Main Cast: Max von Sydow, Liv Ullmann, Jan Troell, Eddie Axberg, Allan Edwall
Release Year: 1971
Country: SE
Run Time: 191 minutes
MPAA Rating: PG
Plot
Director/writer Jan Troell's expansive saga deals with the Larsen family, who during the 19th century famine in Sweden emigrate to the more fertile fields of Minnesota. With painstaking detail, the director follows the Larsens as they make the perilous (and, to some of their fellow immigrants, fatal) journey by foot, steamer, train, and paddle boat. The film, which originally ran 190 minutes but was pared down to 150 by its director for American consumption, earned Academy Award nominations for Best Picture, Best Foreign Language Picture, Best Screenplay, Best Direction, and Best Actress (Liv Ullmann). The Emigrants was followed by a sequel, Nybyggarna ("The New Land"); both films have been edited together for TV release under the title The Emigrant Saga.
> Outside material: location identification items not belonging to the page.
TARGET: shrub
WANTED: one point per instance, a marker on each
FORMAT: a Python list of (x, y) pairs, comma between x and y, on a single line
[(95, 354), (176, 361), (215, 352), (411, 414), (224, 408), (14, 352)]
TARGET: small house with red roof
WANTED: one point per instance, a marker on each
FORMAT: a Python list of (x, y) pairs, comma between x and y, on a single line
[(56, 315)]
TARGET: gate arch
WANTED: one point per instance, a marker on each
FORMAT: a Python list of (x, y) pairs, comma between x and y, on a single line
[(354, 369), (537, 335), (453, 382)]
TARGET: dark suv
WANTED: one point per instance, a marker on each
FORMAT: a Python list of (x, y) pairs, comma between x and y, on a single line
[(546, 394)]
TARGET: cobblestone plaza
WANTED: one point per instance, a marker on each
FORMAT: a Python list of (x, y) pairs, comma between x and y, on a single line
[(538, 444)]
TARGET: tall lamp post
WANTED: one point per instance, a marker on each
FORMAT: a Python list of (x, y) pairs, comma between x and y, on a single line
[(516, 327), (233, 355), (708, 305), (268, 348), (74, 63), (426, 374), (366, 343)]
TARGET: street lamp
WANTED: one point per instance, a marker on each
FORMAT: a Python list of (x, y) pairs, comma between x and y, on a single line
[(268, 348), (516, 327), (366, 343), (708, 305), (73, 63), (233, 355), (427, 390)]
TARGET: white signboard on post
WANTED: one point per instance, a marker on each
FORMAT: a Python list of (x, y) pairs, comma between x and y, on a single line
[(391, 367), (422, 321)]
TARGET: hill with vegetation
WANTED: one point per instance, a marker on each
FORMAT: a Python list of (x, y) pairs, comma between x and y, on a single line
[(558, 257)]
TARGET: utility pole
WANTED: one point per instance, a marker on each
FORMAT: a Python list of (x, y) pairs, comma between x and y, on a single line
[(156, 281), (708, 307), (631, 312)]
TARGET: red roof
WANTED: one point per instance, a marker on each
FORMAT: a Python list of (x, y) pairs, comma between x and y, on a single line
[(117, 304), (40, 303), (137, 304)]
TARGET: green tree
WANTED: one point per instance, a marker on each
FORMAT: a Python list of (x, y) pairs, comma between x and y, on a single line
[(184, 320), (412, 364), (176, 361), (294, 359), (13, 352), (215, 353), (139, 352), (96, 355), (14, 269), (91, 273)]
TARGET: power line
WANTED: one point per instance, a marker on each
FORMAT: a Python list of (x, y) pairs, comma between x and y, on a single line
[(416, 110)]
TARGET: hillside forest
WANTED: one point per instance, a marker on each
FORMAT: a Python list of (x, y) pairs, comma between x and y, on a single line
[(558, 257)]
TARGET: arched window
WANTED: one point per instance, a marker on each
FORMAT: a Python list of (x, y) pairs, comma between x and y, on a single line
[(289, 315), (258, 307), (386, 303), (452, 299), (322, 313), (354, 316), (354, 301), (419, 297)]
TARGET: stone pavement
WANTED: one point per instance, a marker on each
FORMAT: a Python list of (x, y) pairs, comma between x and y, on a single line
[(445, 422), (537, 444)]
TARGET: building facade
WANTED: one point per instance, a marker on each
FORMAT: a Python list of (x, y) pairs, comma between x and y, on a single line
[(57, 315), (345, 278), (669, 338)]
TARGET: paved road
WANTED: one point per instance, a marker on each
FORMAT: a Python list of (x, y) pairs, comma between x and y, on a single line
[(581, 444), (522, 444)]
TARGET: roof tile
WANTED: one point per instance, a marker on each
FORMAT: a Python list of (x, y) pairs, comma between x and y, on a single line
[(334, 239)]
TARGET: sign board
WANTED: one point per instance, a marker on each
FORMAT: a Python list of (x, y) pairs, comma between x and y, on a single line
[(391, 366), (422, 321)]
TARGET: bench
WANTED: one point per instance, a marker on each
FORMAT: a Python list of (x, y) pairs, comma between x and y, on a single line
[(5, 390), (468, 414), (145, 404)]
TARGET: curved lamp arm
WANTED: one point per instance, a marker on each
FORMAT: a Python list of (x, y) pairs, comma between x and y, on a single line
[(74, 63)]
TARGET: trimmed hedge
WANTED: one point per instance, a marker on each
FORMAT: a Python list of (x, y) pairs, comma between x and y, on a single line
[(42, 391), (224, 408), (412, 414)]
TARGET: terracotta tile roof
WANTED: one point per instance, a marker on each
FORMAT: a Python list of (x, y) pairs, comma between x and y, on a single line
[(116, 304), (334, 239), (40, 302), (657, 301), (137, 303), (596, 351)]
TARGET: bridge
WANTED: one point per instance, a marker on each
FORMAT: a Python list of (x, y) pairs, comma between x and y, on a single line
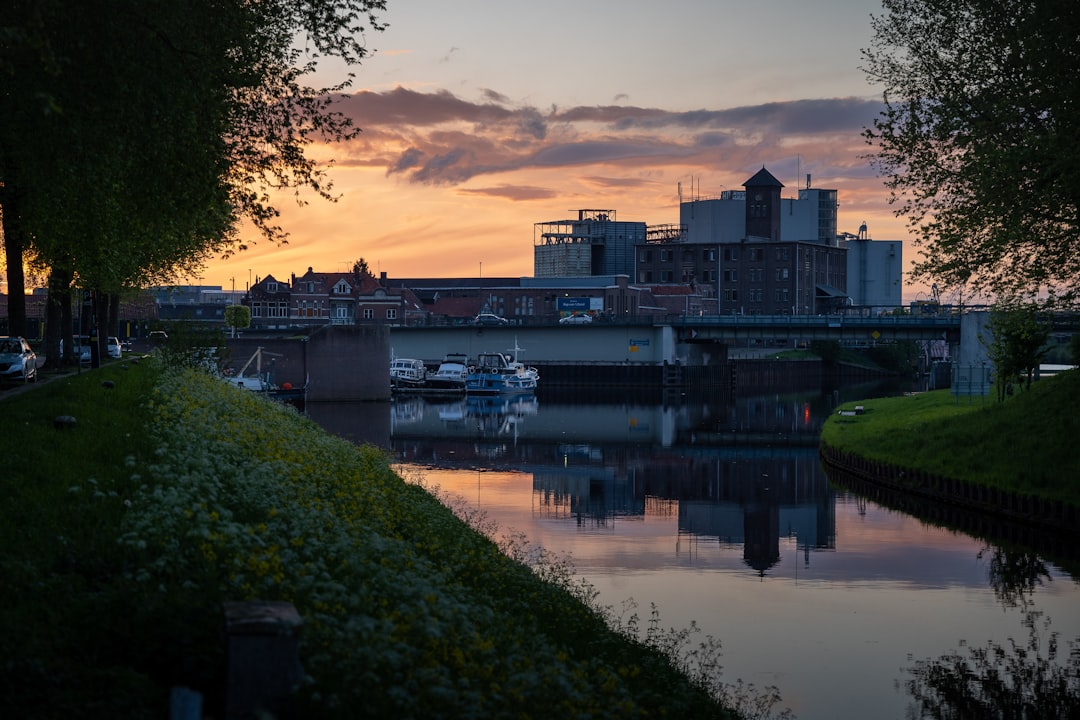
[(652, 340), (729, 328)]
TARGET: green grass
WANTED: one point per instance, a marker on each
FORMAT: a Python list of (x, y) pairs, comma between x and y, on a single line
[(1027, 444), (174, 492)]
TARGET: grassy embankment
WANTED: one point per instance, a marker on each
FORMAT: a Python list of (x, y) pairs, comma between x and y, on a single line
[(122, 537), (1027, 444)]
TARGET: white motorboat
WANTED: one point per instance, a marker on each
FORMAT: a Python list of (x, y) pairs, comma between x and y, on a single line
[(407, 372), (450, 376), (496, 374)]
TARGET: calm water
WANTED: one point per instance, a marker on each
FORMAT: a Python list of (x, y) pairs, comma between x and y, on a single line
[(716, 512)]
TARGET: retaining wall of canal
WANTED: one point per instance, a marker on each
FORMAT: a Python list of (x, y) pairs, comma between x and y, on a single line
[(1060, 516)]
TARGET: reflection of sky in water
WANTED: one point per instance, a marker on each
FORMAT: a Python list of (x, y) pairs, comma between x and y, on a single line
[(718, 513), (832, 622)]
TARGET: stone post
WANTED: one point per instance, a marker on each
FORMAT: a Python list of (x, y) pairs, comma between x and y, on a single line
[(264, 663)]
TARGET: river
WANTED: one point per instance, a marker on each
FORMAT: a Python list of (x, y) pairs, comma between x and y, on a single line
[(715, 511)]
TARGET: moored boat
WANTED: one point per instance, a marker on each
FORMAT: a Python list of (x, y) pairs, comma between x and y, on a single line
[(450, 376), (496, 374), (407, 372)]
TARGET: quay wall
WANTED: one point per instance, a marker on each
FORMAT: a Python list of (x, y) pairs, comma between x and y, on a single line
[(862, 473)]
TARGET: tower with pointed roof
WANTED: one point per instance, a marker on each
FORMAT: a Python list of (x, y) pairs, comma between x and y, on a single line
[(763, 205)]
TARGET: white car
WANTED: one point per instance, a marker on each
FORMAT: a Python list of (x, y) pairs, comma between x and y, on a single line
[(17, 361)]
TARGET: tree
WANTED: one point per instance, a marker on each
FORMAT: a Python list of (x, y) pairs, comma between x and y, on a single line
[(1016, 343), (238, 317), (980, 139), (133, 141)]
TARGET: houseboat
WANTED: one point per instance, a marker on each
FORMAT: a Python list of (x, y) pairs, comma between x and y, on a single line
[(406, 372), (497, 374)]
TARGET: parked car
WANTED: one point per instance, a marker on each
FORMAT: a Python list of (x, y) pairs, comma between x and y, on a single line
[(17, 361), (488, 318), (80, 345)]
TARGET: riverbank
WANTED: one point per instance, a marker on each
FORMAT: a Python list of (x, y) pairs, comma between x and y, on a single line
[(127, 529), (1016, 459)]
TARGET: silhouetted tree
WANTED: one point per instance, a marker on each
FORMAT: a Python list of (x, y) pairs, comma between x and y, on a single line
[(980, 138)]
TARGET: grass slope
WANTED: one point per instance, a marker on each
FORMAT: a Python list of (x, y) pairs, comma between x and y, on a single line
[(122, 535), (1027, 444)]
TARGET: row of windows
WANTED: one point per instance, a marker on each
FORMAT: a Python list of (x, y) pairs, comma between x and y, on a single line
[(339, 312), (709, 255), (757, 295)]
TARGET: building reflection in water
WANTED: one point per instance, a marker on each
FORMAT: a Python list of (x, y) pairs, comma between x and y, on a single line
[(741, 474)]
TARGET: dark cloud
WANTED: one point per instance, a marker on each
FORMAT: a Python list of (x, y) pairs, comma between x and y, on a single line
[(516, 192), (448, 140)]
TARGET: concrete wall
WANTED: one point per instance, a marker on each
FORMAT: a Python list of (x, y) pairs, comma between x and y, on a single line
[(349, 363), (339, 363)]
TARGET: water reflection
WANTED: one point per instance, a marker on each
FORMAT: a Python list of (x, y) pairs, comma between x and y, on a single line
[(717, 511)]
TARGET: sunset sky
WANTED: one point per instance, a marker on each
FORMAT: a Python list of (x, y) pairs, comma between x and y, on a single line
[(482, 118)]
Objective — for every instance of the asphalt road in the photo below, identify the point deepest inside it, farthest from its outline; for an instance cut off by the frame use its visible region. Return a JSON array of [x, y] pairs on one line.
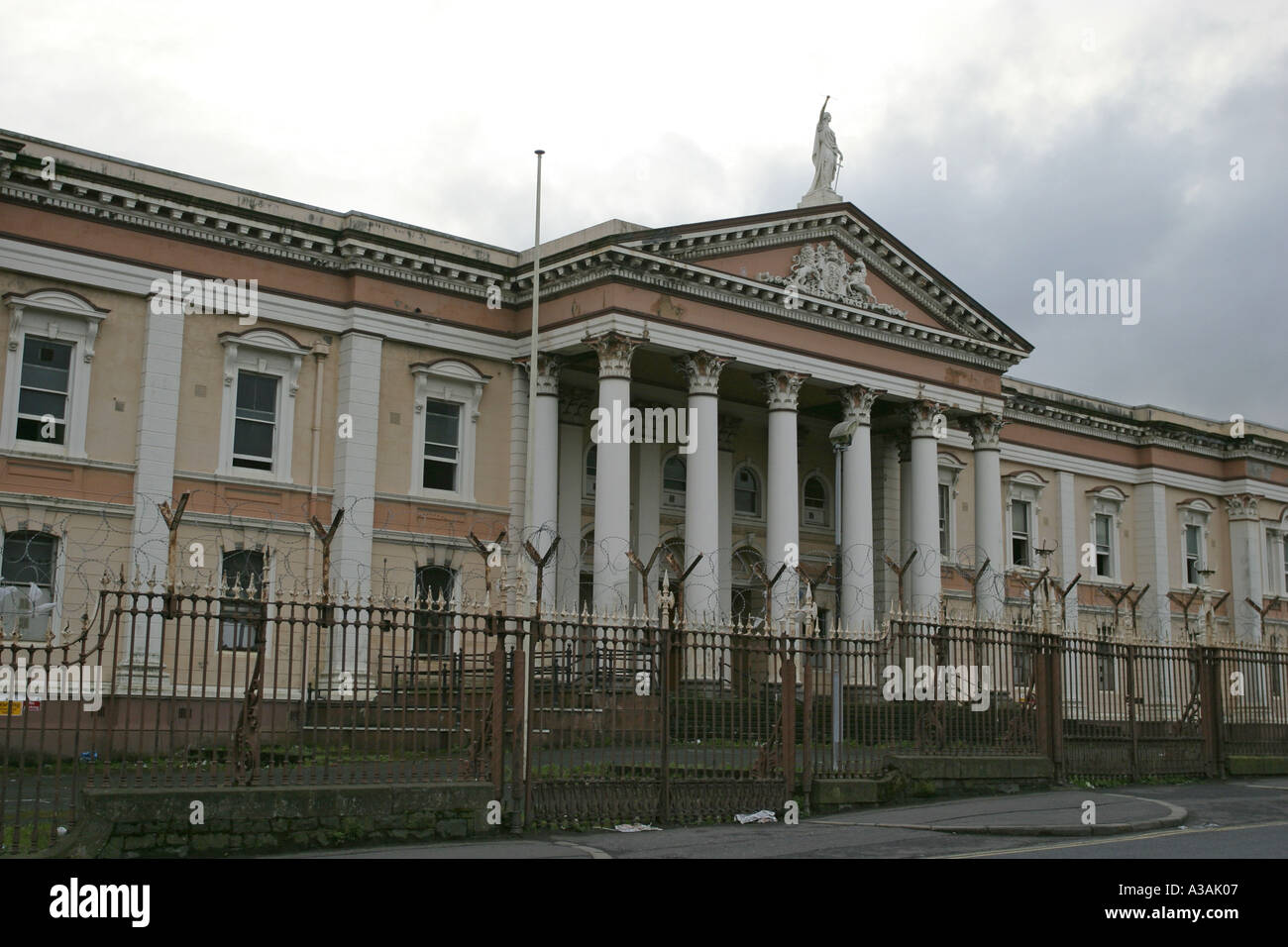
[[1245, 818]]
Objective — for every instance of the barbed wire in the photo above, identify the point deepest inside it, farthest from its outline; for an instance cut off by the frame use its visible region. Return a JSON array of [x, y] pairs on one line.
[[111, 540]]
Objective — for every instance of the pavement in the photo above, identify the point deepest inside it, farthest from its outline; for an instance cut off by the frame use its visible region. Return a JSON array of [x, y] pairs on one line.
[[1072, 812], [1214, 818]]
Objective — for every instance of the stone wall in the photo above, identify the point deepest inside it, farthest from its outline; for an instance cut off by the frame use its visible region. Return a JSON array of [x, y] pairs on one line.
[[265, 819]]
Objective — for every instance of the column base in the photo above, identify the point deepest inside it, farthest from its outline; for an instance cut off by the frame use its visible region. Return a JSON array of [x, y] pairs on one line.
[[347, 685]]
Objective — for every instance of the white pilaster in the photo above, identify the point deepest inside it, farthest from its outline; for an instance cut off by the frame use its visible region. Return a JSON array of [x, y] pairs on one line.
[[728, 429], [885, 531], [542, 521], [903, 445], [702, 482], [1069, 547], [987, 441], [782, 512], [926, 585], [613, 472], [1151, 557], [1247, 577], [355, 483], [648, 512], [154, 483], [574, 415], [857, 607]]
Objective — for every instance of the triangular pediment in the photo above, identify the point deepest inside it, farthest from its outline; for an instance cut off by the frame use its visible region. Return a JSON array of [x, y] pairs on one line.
[[833, 256]]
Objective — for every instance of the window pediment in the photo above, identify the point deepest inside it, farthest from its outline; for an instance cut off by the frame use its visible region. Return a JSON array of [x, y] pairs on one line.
[[60, 313], [263, 348]]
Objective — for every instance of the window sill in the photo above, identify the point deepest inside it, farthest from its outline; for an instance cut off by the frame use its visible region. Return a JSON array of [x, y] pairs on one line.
[[450, 496]]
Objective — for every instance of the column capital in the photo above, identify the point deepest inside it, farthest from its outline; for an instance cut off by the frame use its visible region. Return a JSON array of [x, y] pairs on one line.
[[728, 428], [921, 418], [575, 405], [903, 444], [548, 371], [782, 388], [987, 432], [857, 402], [703, 369], [614, 351], [1241, 506]]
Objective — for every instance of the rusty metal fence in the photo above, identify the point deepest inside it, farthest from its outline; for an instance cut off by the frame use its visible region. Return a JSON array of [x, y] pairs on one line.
[[579, 719]]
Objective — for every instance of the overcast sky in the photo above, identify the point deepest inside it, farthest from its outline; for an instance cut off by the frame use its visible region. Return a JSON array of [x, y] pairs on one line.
[[1094, 140]]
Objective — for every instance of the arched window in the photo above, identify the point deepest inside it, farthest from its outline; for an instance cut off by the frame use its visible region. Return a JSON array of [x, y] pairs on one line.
[[747, 600], [815, 501], [746, 491], [434, 583], [674, 478], [589, 484], [27, 581]]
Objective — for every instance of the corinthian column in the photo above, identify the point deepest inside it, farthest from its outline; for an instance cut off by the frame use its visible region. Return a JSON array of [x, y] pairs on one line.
[[1245, 566], [702, 480], [782, 532], [542, 519], [857, 547], [613, 471], [987, 440], [923, 514]]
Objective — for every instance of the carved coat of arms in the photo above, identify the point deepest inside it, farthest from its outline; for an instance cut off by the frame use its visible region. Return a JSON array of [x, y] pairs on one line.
[[820, 269]]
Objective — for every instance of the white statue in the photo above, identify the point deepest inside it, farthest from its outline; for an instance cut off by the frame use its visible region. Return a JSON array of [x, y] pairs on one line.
[[827, 157]]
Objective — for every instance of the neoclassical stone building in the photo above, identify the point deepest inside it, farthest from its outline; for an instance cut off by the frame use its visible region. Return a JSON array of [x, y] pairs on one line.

The subsequent American TV series The New Land (1974) starred Bonnie Bedelia in the role created in The Emigrants by Liv Ullmann, and Scott Thomas in the patriarch role originated by Max von Sydow. In 1991, Sven Nykvist directed a "prequel" to The Emigrants titled The Ox. ~ Hal Erickson, All Movie Guide
Review
One of the very few foreign-language films to be nominated for a Best Picture Oscar, the once-popular The Emigrants seems to have been forgotten in the decades since its release. Part of this may be due to the fact that the original subtitled version of the film is difficult to find, and the more accessible dubbed version is vastly inferior. Still, even the latter features much of Jan Troell's sometimes-dazzling cinematography, with its sweeping vistas of the alternately freezing and searing Minnesota landscape. While Troell's direction sometimes goes for the obvious, he still paints a beautiful, if often bleak and unrelenting, picture and gives the film the epic sweep it demands while still creating an intimate portrait of a determined and loving family. As the heads of that family, Liv Ullmann and Max von Sydow could not be better. Ullmann brings her special talents to bear here, using her ability to be both expressive and reserved at practically the same time, and her natural beauty has rarely been captured so effectively. Von Sydow creates a towering figure, but one with surprising gentleness when necessary. While the film's endless trials may daunt some viewers, it is a rewarding experience for those who can stick with it. ~ Craig Butler, All Movie Guide
Americans in general and those of Scandinavian extraction especially will find these films helpful in understanding their own past. The film itself is a family's odyssey from rural poverty in Sweden to a new life in Minnesota, without the gloss one expects from films intended for American audiences, yet sympathetic to the people whose deepest desire was the material security which land plus their hard work and sacrifice might obtain.The film's depictions of the settlers' interactions with native Americans takes no sides, showing both the atrocities committed against the settlers in the Dakota wars as well as the hardships visited on the Indians culminating in the mass hanging of many Dakotas by Abraham Lincoln's government.